The observability stack provides real-time visibility into strategy latency, trade events, and container health.

Stack Components

Service Port Image
Grafana Alloy 12345 grafana/alloy:v1.16.1
Mimir 9009 grafana/mimir:3.0.6
Loki 3100 grafana/loki:3.6.10
Grafana 3000 grafana/grafana:13.0
cAdvisor 8080 ghcr.io/google/cadvisor:0.56.2

Starting the Stack

just obs-up     # start (respects ENVIRONMENT in .env)
just obs-down   # stop
just obs-logs   # tail all logs
just obs-restart grafana  # restart a single service

Grafana

Access at http://localhost:3000 (user: admin, password: admin).

Pre-provisioned resources (in infra/grafana/provisioning/):

  • Datasource: Mimir (Prometheus-compatible remote read)
  • Dashboard: NautilusTrader Latency (Mimir)

Alloy Pipeline

Configured in infra/alloy/config.alloy.
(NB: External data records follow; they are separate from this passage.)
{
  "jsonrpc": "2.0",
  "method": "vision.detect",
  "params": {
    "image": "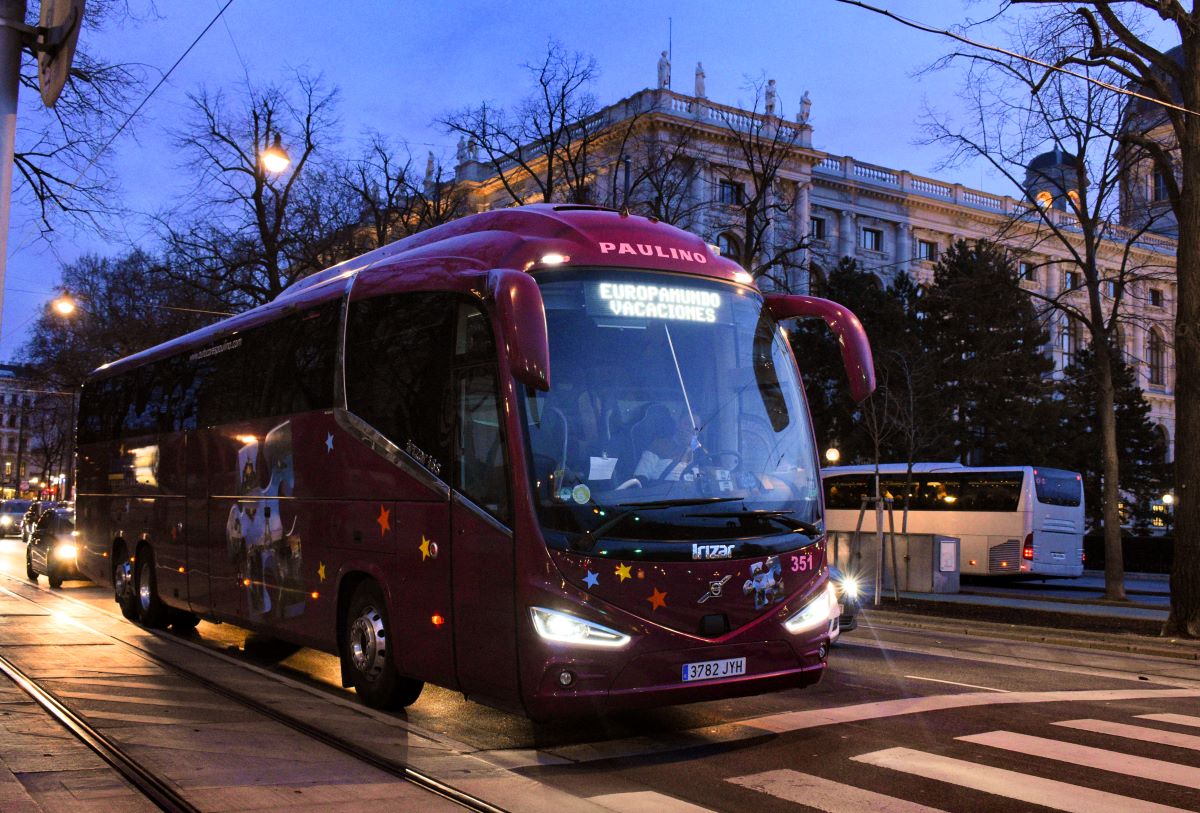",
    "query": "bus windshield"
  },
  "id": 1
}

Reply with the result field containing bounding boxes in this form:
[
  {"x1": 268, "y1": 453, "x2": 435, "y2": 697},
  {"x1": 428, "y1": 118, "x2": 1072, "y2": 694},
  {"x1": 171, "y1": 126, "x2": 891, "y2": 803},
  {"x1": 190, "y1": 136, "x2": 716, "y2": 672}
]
[{"x1": 524, "y1": 270, "x2": 821, "y2": 547}]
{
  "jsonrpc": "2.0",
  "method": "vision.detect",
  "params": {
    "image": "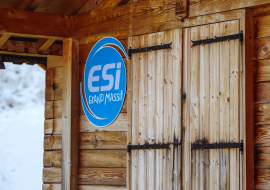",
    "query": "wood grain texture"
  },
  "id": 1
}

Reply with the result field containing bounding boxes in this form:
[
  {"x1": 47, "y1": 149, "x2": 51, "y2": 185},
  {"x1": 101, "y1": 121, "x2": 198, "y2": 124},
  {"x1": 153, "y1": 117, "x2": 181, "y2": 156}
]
[
  {"x1": 79, "y1": 132, "x2": 127, "y2": 150},
  {"x1": 253, "y1": 82, "x2": 270, "y2": 103},
  {"x1": 78, "y1": 168, "x2": 126, "y2": 185},
  {"x1": 79, "y1": 150, "x2": 126, "y2": 168},
  {"x1": 254, "y1": 104, "x2": 270, "y2": 125},
  {"x1": 44, "y1": 118, "x2": 62, "y2": 135},
  {"x1": 42, "y1": 167, "x2": 61, "y2": 183},
  {"x1": 79, "y1": 113, "x2": 127, "y2": 132},
  {"x1": 44, "y1": 135, "x2": 62, "y2": 150},
  {"x1": 253, "y1": 59, "x2": 270, "y2": 82},
  {"x1": 43, "y1": 150, "x2": 62, "y2": 168}
]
The pipeline:

  1. Tails ./logs/trader.json for new log lines
  2. Parses the JSON payload from the message field
  3. Extracts metric_type, metric_name, metric_value, strategy_id
  4. Promotes extracted fields to Loki stream labels
  5. Emits Prometheus metrics:
  6. {metric_type="gauge"}loki_process_custom_nautilus_latency_us
  7. {metric_type="counter"}loki_process_custom_nautilus_metrics_this_run_total
  8. Remote-writes to Mimir at http://mimir:9009/api/v1/push

Tracked Metrics

Metric Name Strategy Description
strategy_latency_us all Signal-to-submit latency in µs
order_ack_rtt_us all Time to OrderAccepted in µs
fill_report_lag_us all Fill report delivery lag in µs
trade_pnl_usdt all Per-trade realized PnL in USDT

Storage Backends

Controlled by ENVIRONMENT in .env:

Environment Mimir Storage Loki Storage
dev Local filesystem (/data/mimir) Local filesystem (/loki)
prod S3-compatible object store S3-compatible object store

PromQL Examples

# Average strategy latency over last 5 minutes
avg_over_time(loki_process_custom_nautilus_latency_us[5m])

# Windowed fill count (avoids counter-reset issues)
increase(loki_process_custom_nautilus_metrics_this_run_total[1h])

# Latency by strategy
avg by (strategy_id) (loki_process_custom_nautilus_latency_us)

Warning

Counters reset when Alloy restarts. Always use increase() rather than raw counter values. For authoritative trade totals, query PostgreSQL directly.